‘He knew the clockface, the little eyes
And two long legs for walking.’
U.A Fanthorpe used that as a child’s description of a clock face as it presents an image in your mind, which really makes you feel close to the little boy. U.A Fanthorpe has also used childlike language throughout the poem ‘notimeforthatnowtime,’ she joined the words together to make the words seem as if a child really is saying it. Presenting the words like that makes the reader feel slightly childish when reading them.
‘Warning’ danger I am telling you this now in advance. The title is a warning to people and to the woman in the poem. The poem is what she is warning herself and other people about. The poem in many ways is uplifting the poet writes in a way that when you read the poem aloud you begin to get exited at some parts and also feel the let down during other parts. The poet has used repetition to do this.
‘And gobble up samples in shops and press alarm bells
And run my stick along the public railings
And make up for the sobriety of my youth,’
The repeat of the word ‘And’ gives you this exiting rushed feeling and as there are no full stops or commas one line runs to the next quickly. The let down feeling is when she begins half way through the poem by saying ‘But’ this gives off a negative let down feeling. The reader is no longer exited as the women is no longer exited.
‘Half past Two’ the poem is about a boy who did ‘Something Very Wrong’ and had to stay at school until ‘Half-past Two’. U.A Fanthorpe describes a little boy and takes us into his mind so we can see things from a child’s point perspective. U.A Fanthorpe used to be a teacher so she may have been describing something that once happened when she was a teacher. In ‘Half-past Two’, you can read the little boys fantasy which is stopped by the adult teacher.
‘into ever.
And then, My goodness she said,’
The teacher interrupted the boy’s fantasy and interrupts the readers fantasy of the boy having his fantasy. Nearer the end of the poem after the boys has his fantasy the boy is sent home by his teacher.
‘And he got home in time for teatime,
Nexttime, notimeforthatnowtime,’
Just by reading that short stanza you can see the adult world of time and how they do not seem to have any time for the boy.
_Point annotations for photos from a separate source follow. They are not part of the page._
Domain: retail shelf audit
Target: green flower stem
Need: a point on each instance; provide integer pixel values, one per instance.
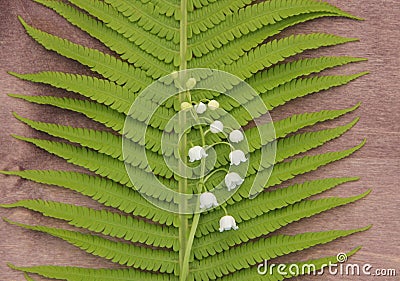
(215, 171)
(185, 268)
(183, 183)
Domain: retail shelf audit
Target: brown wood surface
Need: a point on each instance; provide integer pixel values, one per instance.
(377, 163)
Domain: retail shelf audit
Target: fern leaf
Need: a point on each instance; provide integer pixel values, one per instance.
(284, 73)
(299, 143)
(216, 242)
(148, 17)
(111, 168)
(91, 274)
(295, 89)
(104, 191)
(101, 164)
(92, 110)
(277, 50)
(116, 70)
(158, 47)
(102, 91)
(305, 86)
(267, 201)
(257, 251)
(237, 48)
(28, 278)
(104, 222)
(116, 42)
(288, 170)
(261, 135)
(169, 8)
(298, 121)
(252, 18)
(200, 20)
(286, 147)
(101, 141)
(121, 253)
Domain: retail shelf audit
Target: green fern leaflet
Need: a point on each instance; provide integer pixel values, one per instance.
(158, 40)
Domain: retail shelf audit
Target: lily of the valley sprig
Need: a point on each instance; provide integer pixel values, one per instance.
(232, 180)
(158, 42)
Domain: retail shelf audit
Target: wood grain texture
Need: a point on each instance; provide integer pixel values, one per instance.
(377, 163)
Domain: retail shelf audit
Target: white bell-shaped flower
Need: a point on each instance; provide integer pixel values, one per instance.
(227, 223)
(174, 74)
(200, 108)
(208, 200)
(233, 180)
(236, 136)
(236, 157)
(185, 105)
(213, 104)
(190, 83)
(216, 127)
(197, 153)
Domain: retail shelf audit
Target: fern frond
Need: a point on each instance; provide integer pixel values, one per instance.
(169, 8)
(108, 66)
(28, 278)
(105, 222)
(118, 252)
(110, 38)
(70, 273)
(305, 86)
(158, 47)
(297, 88)
(216, 242)
(148, 17)
(92, 110)
(101, 164)
(263, 249)
(237, 48)
(267, 201)
(103, 190)
(200, 20)
(286, 147)
(101, 141)
(100, 90)
(284, 73)
(252, 18)
(261, 135)
(280, 49)
(299, 143)
(288, 170)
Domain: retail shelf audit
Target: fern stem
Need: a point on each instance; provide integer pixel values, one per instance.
(183, 218)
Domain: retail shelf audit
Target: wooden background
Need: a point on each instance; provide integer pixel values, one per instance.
(377, 163)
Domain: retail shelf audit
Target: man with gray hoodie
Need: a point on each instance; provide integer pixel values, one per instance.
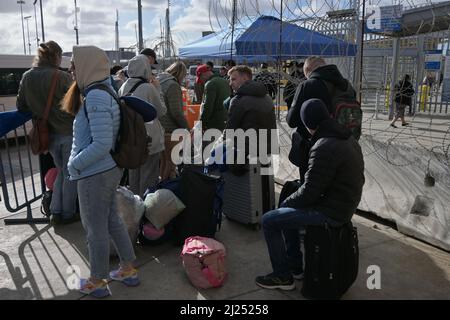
(148, 89)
Both of these Poems are powerful in the way that they touch on subjects that one might not think about every day. I never have time to even think about the time and I certainly do not have time for acting like a child. The poems get the readers to think about things like time and old age as those are things not many people seem to be thinking about. The use of childlike language in ‘Half-past Two’ defiantly brings the reader much closer inside the poem. The language in ‘Warning’ is also what makes the poem so easy to connect with.